Im Herbst desselben Jahres erfolgte der Anruf des damaligen Bundestrainers Joachim Löw, der ihn im Test gegen Argentinien just in die Zentrale der Dreierkette beorderte – zwischen die Frankfurter Eigengewächse Emre Can und Niklas Süle.
„Robin Koch hinten in der Abwehr war sehr stabil, war selbstbewusst, hatte eine gute Ausstrahlung. Er kam am Tag vorher zur Mannschaft und hat keine Anzeichen von Nervosität gezeigt“, lobte Löw hinterher.

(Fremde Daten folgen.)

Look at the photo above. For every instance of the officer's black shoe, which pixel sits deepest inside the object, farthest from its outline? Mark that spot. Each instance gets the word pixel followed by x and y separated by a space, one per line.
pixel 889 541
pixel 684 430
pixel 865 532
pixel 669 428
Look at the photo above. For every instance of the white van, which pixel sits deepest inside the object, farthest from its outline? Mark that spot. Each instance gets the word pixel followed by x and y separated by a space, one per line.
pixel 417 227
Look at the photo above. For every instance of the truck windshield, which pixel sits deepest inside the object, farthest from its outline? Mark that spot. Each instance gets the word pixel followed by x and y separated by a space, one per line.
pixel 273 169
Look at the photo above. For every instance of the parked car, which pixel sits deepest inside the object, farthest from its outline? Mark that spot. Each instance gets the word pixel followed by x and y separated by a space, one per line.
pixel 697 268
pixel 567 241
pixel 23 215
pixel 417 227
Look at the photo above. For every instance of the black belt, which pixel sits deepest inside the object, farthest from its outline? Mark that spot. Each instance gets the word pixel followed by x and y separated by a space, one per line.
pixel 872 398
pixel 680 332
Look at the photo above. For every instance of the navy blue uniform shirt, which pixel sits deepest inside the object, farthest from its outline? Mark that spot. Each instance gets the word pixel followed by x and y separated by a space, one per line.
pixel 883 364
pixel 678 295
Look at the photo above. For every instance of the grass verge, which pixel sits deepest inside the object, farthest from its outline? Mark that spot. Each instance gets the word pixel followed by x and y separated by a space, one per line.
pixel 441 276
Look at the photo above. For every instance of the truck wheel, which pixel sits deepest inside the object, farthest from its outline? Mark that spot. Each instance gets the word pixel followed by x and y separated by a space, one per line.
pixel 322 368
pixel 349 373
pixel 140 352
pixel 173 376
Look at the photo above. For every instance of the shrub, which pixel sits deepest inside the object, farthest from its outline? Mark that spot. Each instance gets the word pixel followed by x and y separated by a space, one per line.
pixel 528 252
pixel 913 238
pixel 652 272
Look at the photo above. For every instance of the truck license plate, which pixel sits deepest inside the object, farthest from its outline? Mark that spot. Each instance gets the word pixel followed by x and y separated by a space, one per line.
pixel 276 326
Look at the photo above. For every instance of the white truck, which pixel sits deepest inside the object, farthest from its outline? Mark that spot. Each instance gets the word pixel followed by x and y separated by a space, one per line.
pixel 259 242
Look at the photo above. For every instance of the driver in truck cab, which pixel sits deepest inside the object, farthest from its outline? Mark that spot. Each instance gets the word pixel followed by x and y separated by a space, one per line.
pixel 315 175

Die Adler lagen in Dortmund zur Pause 2:0 in Front, nach 90 Minuten hieß es 2:2. Den Anschluss nach der Pause markierte übrigens Lucas Alario, fortan Vereinskollege Kochs am Main ...
Leader bei Leeds
International ging es auch in den vergangenen drei Jahren zu, nachdem Koch dem Ruf auf die Insel gefolgt war und sich 2020 dem Premier-League-Aufsteiger Leeds United Football Club angeschlossen hatte. Unter Marcelo Bielsa, dem argentinischen Trainerguru mit Hang zur kollektiven Attacke, avancierte Koch von Beginn an zur Defensivsäule und verzeichnete eine Passquote von im Schnitt 86 Prozent, ehe ihn nacheinander eine Knie- und Schambeinverletzung außer Gefecht setzten.
Fitness-Center in Krefeld
Vollends wiedergenesen, kämpfte sich der Fitnessfreund, der gemeinsam mit einem Personaltrainer ein Fitness-Center in Krefeld betreibt, zurück in die englische Eliteklasse und absolvierte 2022/23 36 von 38 Ligaspielen, davon 33 über die volle Distanz; in 19 Auftritten entschied der 1,91-Meter-Hüne mindestens vier Luftduelle für sich, in der Spitze bis zu sechs.
Gegenteilig lief es insgesamt für The Whites, die nach drei Jahren den Gang in die Championship antreten mussten. Robin Koch bleibt mit dem Transfer nach Frankfurt erstklassig, tauscht wappentechnisch den Pfau gegen den Adler. Dass er Eintracht kann, hat er schon bewiesen. Und seiner ganz speziellen Rezeptur seitdem noch mehr Würze verliehen.